NSAIDs: the Good and Bad
Are you one of the thousands of people who take anti-inflammatories daily to make it through the day? Many people who are suffering from headaches, pains or aches reach for these products to help relieve pain- because they are effective, but few of these people are aware of the potential side effects. We would be remiss if we did not speak of anti-inflammatories broadly because of how broad this class of substances is. There are synthetic as well as natural anti-inflammatories. Among the synthetic anti-inflammatories are Nsaids and steroidal anti-inflammatories which are used for serious medical conditions and are only available under a doctor’s prescription. The natural anti-inflammatories include a very large selection of foods and food extracts which many people find to be helpful, but their availability does not seem to have slowed down the use of NSAIDs among the general public.
In terms of NSAIDs, or non-steroidal anti-inflammatories, it is probably unrealistic not to recognize that the discussion of NSAIDs almost always, really, is a discussion of pain relivers. The vast majority of people taking NSAIDs are not taking it because they care one bit about COX 1 vs COX 2 or Inflammation. they are taking them because they care about pain. If I take this thing my pain will go away is the common thinking.
These NSAIDs are very effective at taking pain away which is why they have become a benchmark in the pain management landscape. Grocery stores, drug stores and even convenience stores have shelves full of anti-inflammatories of many, many brands of many different products- like ibuprofen, naproxen, diclofenac, celecoxib, mefenamic acid, aspirin and others.
NSAIDs and the Effects on the Heart
If it were more widely understood by the general public, the likelihood of increased atherosclerosis and coronary artery disease that come with prolonged use of synthetic NSAIDs, people would probably rely on them less. The hallmark study  was performed when Pfizer Pharmaceuticals was preparing to launch their flagship COX 2 inhibitor, Vioxx. These COX 2 inhibitors were going to be the anti-inflammatories that could be given to people regularly without the risk of ulceration that we run into with the other Cox inhibitors.
The people at Pfizer also understood that the disease that we call atherosclerosis, or the plaquing of the arteries, is not really essentially a disease of cholesterol, it is really a disorder of inflammation. The artery undergoes an inflammatory event, probably an injury and then an inflammation. Subsequent to that inflammation the artery is patched or repaired with cholesterol that turns the artery from a muscular, flexible elastic tissue, into a hardened, unyielding tube. The cholesterol was not as much as the culprit, as it becomes what the body uses to make the failed repair: inflammation was the culprit. Pfizer understood this and as they were preparing to launch Viox, their flagship Cox 2 inhibitor, they staged a very large study. The study was a large population of people that were given the NSAID every day, prophylactically, with the intent that it would inhibit inflammation and by inhibiting inflammation we would have less atherosclerosis, less coronary artery disease and less cardiovascular incidents: heart attacks, strokes, death. This study measured how much of these coronary adverse effects they were having. This study was halted before it could finish because it turned out people were having increased morbid side effects when they were taking the Vioxx.
Vioxx was given the dreaded black box warning, almost the kiss of death for any new drug. Later studies revealed that this was not Vioxx alone, and many of the NSAIDs that people take regularly had these effects. Subsequent studies have perhaps minimized the risk, but no one has disproved the risk. Most of us out here in the field of healthcare recognize that we are doing best by our patients if we minimize their exposure to NSAIDs.
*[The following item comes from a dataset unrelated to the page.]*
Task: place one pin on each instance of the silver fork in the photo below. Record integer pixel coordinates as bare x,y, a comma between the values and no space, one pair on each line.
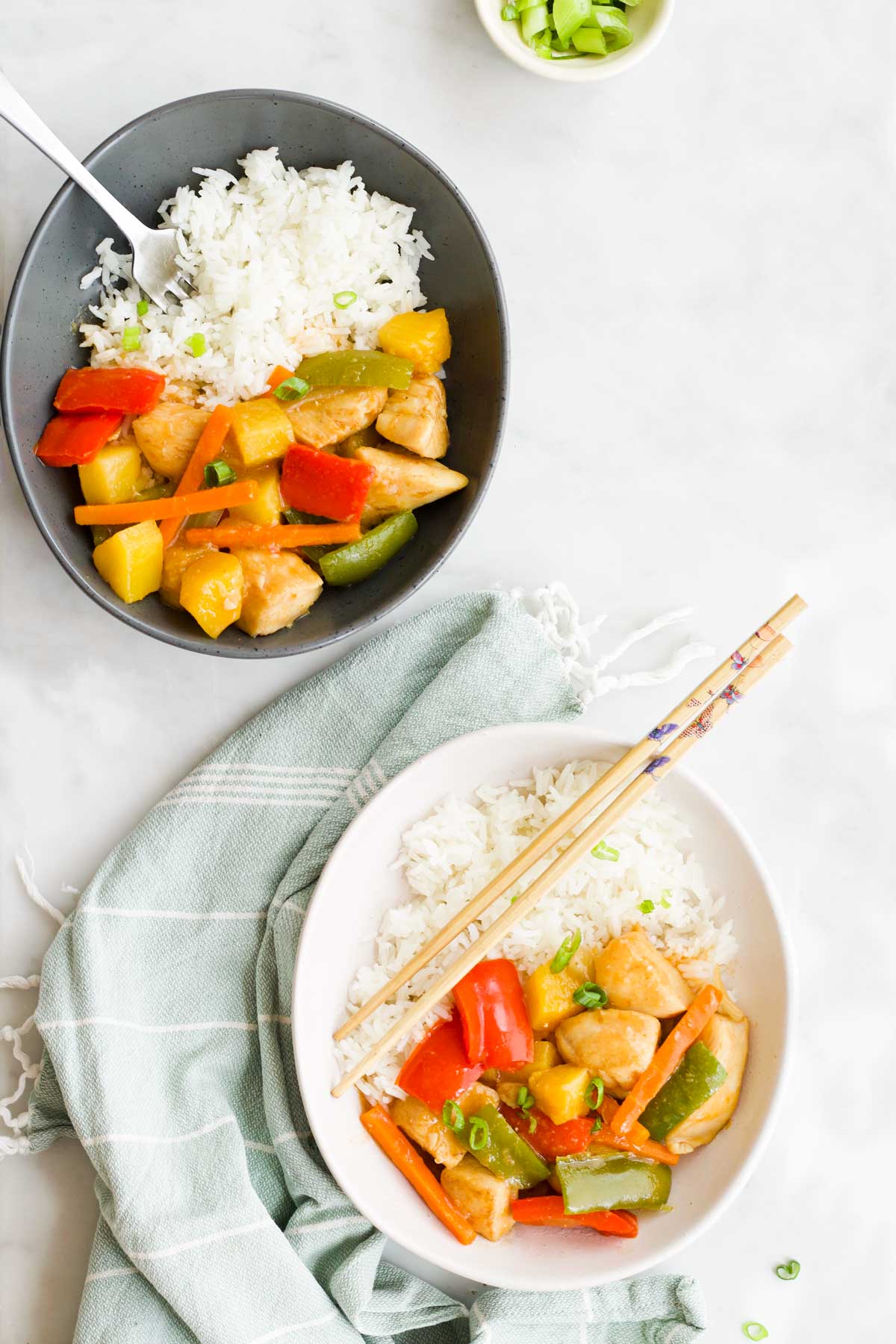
158,262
gastrointestinal (GI) bleeding 
fatal cardiovascular events
risk of acute kidney injury
rise in HbA1c in type 2 diabetes
There are non-anti-inflammatories that do a great job at reliving pain without all of the side effects of NSAIDS. Things like lidocaine, Biofreeze, Cryoderm, capsicum preparations and other topical products of which there are many.
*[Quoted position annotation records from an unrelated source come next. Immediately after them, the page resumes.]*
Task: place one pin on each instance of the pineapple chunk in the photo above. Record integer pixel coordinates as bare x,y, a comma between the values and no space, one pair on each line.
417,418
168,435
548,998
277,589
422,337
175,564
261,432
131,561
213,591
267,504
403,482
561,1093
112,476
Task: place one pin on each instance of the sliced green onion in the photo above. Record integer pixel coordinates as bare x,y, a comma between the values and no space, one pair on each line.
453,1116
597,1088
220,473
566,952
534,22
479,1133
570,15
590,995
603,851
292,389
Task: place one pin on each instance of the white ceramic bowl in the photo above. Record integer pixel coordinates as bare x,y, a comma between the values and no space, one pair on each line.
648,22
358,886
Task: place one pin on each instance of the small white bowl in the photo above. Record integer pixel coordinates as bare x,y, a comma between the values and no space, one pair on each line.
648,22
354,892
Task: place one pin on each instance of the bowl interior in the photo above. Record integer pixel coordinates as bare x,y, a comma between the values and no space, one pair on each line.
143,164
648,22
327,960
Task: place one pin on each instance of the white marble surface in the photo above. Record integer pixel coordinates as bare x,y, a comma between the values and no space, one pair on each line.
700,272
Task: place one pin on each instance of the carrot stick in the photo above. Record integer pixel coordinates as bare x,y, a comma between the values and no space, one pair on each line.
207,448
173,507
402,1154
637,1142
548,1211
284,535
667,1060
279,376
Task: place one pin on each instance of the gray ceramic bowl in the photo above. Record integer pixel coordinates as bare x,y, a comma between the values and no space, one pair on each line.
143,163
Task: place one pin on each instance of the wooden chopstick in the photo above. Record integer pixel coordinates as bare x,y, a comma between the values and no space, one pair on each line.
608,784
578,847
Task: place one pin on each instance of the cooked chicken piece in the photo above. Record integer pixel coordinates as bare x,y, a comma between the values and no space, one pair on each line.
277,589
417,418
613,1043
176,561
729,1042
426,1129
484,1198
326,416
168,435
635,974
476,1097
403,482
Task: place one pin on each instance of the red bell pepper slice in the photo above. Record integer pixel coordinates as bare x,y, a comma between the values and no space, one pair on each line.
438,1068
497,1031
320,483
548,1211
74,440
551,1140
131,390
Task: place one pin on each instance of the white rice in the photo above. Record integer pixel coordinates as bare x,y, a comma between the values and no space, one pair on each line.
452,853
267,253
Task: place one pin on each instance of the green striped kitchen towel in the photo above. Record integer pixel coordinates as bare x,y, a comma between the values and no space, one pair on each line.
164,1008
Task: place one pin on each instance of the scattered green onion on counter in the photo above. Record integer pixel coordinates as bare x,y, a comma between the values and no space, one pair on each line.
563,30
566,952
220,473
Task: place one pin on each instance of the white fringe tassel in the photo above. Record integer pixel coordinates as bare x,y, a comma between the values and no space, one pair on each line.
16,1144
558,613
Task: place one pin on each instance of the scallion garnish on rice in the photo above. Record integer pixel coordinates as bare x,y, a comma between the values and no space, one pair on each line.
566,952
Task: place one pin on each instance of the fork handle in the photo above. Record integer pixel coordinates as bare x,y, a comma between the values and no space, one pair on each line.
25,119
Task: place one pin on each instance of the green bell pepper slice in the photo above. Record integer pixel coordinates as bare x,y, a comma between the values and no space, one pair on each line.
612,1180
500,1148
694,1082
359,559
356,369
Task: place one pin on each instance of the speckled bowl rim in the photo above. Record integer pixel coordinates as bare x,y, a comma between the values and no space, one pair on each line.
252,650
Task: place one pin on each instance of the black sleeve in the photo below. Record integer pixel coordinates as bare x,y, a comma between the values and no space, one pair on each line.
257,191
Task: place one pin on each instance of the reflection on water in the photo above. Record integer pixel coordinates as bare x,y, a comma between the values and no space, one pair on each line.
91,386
NSAIDs in Chiropractic Care
If you come to a chiropractor, you would probably expect to hear something like “hugs not drugs”. Chiropractic is classically the drug-free, pain management model. I think our position in chiropractic as the drug-free, pain management model is very, very valuable and it makes us useful in many situations where drugs cannot be employed. That does not mean that there are not some applications for these products in some cases.
Very commonly the management of a person chiropractically doesn’t simply involve adjustments. It involves managing chronic inflammation and chronic tissue quality issues that are simply not going to be treatable without actually creating some inflammation and/or managing this inflammation. When managing these complicated cases, NSAIDs become useful.
Anti-inflammatories have their place. We hope you may think before reaching for them daily and search for other solutions to your pain. Of course, when you just will not make it through a day without them, do not suffer. Be mindful of how much and how often you are taking them and start searching for other pain-relieving alternatives. Using pain relivers only to relieve pain is like covering your check engine light with a piece of tape. A better scenario is taking steps to manage your pain and allowing the pain relivers to help facilitate that process.